As you seem to be aware, the Interop features of WSL (both versions 1 and 2):

  • Append the Windows path to your Linux path
  • Allow execution of Windows binaries

However, Linux does not have the concept of "file extensions" for determining whether or not something is executable. Under Linux, you do need to type the full filename, including the .exe extension, in order for it to execute.


Caveats

In general, remember that Windows commands are also going to need you to provide Windows paths. For instance, running notepad.exe ~/myfile isn't going to work because Windows doesn't have the concept of ~, or even /home/<yourusername> or any other Linux path. To Windows, that's going to be something like \\\\wsl\$\\<distroname>\\home\\<yourusername>\\myfile. (Side note: Don't create Linux files using Notepad anyway -- The line endings will be DOS/Windows instead of Unix/Linux.)
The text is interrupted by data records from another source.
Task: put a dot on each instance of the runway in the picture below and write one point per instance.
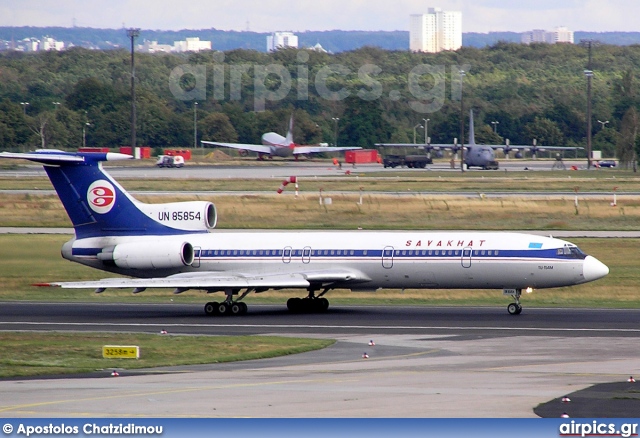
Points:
(426, 362)
(250, 169)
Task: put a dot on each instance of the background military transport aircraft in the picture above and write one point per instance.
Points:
(275, 145)
(174, 245)
(482, 156)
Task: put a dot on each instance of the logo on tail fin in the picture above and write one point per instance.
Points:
(101, 196)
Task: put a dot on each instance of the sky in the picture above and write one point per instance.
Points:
(301, 15)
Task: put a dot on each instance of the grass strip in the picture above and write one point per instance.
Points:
(29, 354)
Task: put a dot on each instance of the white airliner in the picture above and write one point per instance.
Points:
(275, 145)
(173, 245)
(481, 155)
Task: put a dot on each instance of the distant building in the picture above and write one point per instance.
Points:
(153, 47)
(435, 31)
(279, 40)
(559, 35)
(318, 48)
(191, 45)
(49, 43)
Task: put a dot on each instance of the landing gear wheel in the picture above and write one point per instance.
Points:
(323, 304)
(223, 308)
(211, 308)
(514, 309)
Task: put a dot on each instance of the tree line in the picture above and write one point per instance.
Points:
(365, 96)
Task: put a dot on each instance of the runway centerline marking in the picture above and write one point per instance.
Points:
(324, 326)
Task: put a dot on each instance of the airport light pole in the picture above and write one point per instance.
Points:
(336, 119)
(84, 134)
(426, 130)
(414, 132)
(462, 74)
(589, 74)
(132, 33)
(195, 126)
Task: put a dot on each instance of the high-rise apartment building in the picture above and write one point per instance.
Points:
(435, 31)
(559, 35)
(279, 40)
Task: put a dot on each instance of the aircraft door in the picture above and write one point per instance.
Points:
(387, 257)
(306, 254)
(466, 257)
(286, 254)
(197, 253)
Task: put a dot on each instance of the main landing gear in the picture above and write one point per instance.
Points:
(515, 308)
(225, 308)
(310, 304)
(229, 306)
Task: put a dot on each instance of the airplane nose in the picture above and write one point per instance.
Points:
(592, 269)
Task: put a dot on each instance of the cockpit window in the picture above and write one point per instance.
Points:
(572, 252)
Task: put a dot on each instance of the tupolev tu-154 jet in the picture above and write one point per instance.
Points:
(275, 145)
(175, 245)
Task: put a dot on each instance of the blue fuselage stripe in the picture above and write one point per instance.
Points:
(369, 254)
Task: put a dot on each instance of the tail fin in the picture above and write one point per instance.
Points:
(472, 134)
(289, 139)
(96, 204)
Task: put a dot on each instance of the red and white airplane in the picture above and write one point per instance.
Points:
(275, 145)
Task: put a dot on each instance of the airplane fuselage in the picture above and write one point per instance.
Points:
(479, 156)
(414, 259)
(278, 145)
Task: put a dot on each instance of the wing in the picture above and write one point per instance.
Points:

For Docker, in particular, note that you still need to run the Docker engine itself somewhere. This can either be:

  • A WSL2 instance that Docker Desktop creates and manages (the default, recommended)
  • A Hyper-V virtual machine (the "old way")
  • A remote Docker daemon that you point to via a DOCKER_HOST environment variable

In any event, it's not clear to me why you are attempting this from WSL1, since you'll still need for your Windows system to support virtualization in order to use either of the first two methods.
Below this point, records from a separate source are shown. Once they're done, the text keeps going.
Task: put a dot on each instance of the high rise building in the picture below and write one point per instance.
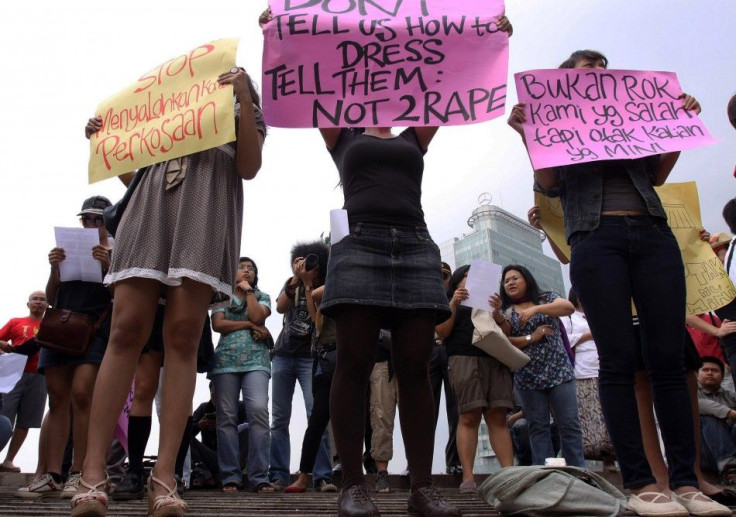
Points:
(502, 238)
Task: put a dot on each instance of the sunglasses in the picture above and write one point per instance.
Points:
(96, 220)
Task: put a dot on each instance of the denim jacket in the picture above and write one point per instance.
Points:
(580, 188)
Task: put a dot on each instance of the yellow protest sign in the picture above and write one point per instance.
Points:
(176, 109)
(708, 285)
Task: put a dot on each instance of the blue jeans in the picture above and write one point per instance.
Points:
(718, 444)
(625, 258)
(286, 371)
(254, 386)
(562, 399)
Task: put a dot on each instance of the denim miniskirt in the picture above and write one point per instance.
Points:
(385, 266)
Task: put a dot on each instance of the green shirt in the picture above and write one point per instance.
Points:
(237, 352)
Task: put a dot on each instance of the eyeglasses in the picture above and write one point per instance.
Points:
(96, 220)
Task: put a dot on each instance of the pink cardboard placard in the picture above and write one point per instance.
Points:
(383, 63)
(583, 115)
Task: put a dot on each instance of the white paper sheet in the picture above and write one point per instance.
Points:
(339, 225)
(79, 263)
(484, 279)
(11, 370)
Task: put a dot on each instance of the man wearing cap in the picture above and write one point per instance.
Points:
(25, 403)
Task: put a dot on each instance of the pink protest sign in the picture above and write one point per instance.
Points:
(384, 63)
(584, 115)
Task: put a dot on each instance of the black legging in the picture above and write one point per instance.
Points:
(317, 420)
(412, 340)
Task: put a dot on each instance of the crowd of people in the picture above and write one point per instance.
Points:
(373, 323)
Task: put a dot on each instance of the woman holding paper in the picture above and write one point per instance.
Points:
(622, 248)
(70, 380)
(179, 239)
(530, 318)
(482, 385)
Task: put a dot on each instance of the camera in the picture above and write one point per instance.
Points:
(311, 262)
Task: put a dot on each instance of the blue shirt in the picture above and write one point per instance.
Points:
(237, 352)
(549, 365)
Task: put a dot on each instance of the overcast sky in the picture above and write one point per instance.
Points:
(62, 58)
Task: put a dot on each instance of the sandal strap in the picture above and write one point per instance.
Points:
(93, 492)
(657, 495)
(690, 496)
(170, 499)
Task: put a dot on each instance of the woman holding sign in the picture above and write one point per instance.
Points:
(623, 249)
(179, 239)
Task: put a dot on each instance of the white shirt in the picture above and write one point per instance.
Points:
(586, 354)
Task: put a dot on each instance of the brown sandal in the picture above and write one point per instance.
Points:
(169, 505)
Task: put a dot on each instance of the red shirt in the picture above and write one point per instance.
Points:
(706, 344)
(19, 330)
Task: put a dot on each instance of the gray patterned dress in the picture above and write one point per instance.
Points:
(188, 227)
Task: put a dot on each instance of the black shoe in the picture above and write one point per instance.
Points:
(355, 501)
(726, 496)
(130, 488)
(428, 502)
(369, 464)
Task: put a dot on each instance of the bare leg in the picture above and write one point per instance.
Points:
(498, 432)
(16, 442)
(82, 387)
(467, 440)
(146, 383)
(132, 319)
(186, 307)
(42, 465)
(58, 382)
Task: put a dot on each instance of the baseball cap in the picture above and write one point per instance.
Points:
(94, 205)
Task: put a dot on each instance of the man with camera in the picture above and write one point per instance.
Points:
(292, 362)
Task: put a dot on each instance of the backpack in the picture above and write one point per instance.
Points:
(543, 491)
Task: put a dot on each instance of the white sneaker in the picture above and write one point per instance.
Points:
(8, 466)
(658, 506)
(700, 504)
(43, 486)
(70, 487)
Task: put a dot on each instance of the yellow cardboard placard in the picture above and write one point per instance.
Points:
(176, 109)
(708, 284)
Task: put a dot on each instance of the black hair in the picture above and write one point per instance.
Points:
(456, 278)
(729, 215)
(255, 276)
(579, 55)
(714, 360)
(319, 248)
(572, 297)
(532, 288)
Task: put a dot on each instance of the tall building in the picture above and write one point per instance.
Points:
(502, 238)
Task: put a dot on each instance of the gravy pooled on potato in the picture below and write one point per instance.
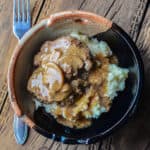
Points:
(77, 77)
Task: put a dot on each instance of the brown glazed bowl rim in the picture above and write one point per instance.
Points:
(48, 22)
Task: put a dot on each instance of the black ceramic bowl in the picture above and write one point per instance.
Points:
(123, 105)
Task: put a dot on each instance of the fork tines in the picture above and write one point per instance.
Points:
(21, 10)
And for the third option, pointing to a remote host, you're going to run into an issue since Windows' executables can't (normally) pick up Linux environment variables. You'll need to look into WSLENV in order to handle this, if you need it.

In general, while you are going to be able to get docker.exe --version to work in WSL1, be aware that you are likely to run into other issues down the line with more complicated scenarios.

It's much preferred to run docker in WSL2. Docker Desktop will automatically link a docker (not docker.exe) into your WSL2 distribution which will be fully compatible with the Linux-side of things.